The rhythm section of Six and Jones is so settled by this point that they function almost as a single instrument. Just You, Just Me is not Brubeck's most ambitious record, but it is one of his most consistently beautiful, and there is a case to be made that this kind of achieved simplicity is harder to reach than anything on Time Out.
Inspired by a British tour, and Brubeck writing originals at 83 remains one of the more remarkable facts about the later period of his career. The pieces here have the quality of Brubeck's best late writing: harmonic ideas that are both ambitious and clear, rhythmic thinking that suggests the odd meters without foregrounding them, melodies that are easy to follow and reveal new things over repeated listenings.
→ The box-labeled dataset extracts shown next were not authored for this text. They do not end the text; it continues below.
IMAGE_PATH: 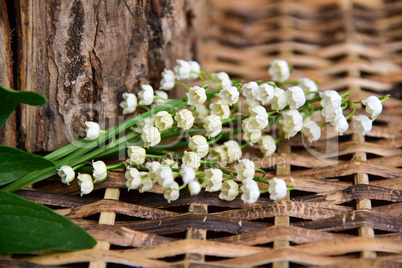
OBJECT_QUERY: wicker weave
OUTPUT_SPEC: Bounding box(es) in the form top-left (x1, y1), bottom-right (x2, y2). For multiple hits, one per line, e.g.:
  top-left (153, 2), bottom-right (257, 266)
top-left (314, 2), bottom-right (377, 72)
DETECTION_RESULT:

London gives the album a slightly different atmosphere from the California and New England associations of the earlier records. A few of the pieces have a grey, autumnal quality that suits the material and Brubeck's voice in this period. Militello responds to the new compositions with playing that is engaged and specific rather than generically lyrical.
Not every piece lands equally, and the record has a few stretches where the mood becomes more uniform than it needs to be. But on balance this is a strong late-period album from a musician who was still genuinely curious about what the music could do.
The last studio album before his death in December 2012, recorded when he was 86. A solo piano record, and the title fits with a precision that was probably not entirely accidental: this is late-season music, warm and reflective, the afternoon light at a particular angle. Brubeck plays these pieces with the patience of someone who knows exactly how long each idea needs and exactly when to let it go.
Alone at the piano, without the quartet to lean on, every harmonic choice is exposed, and what you hear is the full depth of Brubeck's musical thinking. The block chords, the polyrhythmic passages, the sudden moments of spare lyricism: all of it is here, distilled to its essence. There is nowhere to hide in a solo piano record, and Brubeck does not try. The playing is honest and unhurried.
Indian Summer is a quiet close to a great career, and genuinely moving if you come to it knowing what it is. Brubeck died five years after this recording, one day before his 92nd birthday. The music on this album does not sound like a farewell because it was not intended as one, but it has the quality of a musician fully at peace with what he has made. That is its own kind of grace.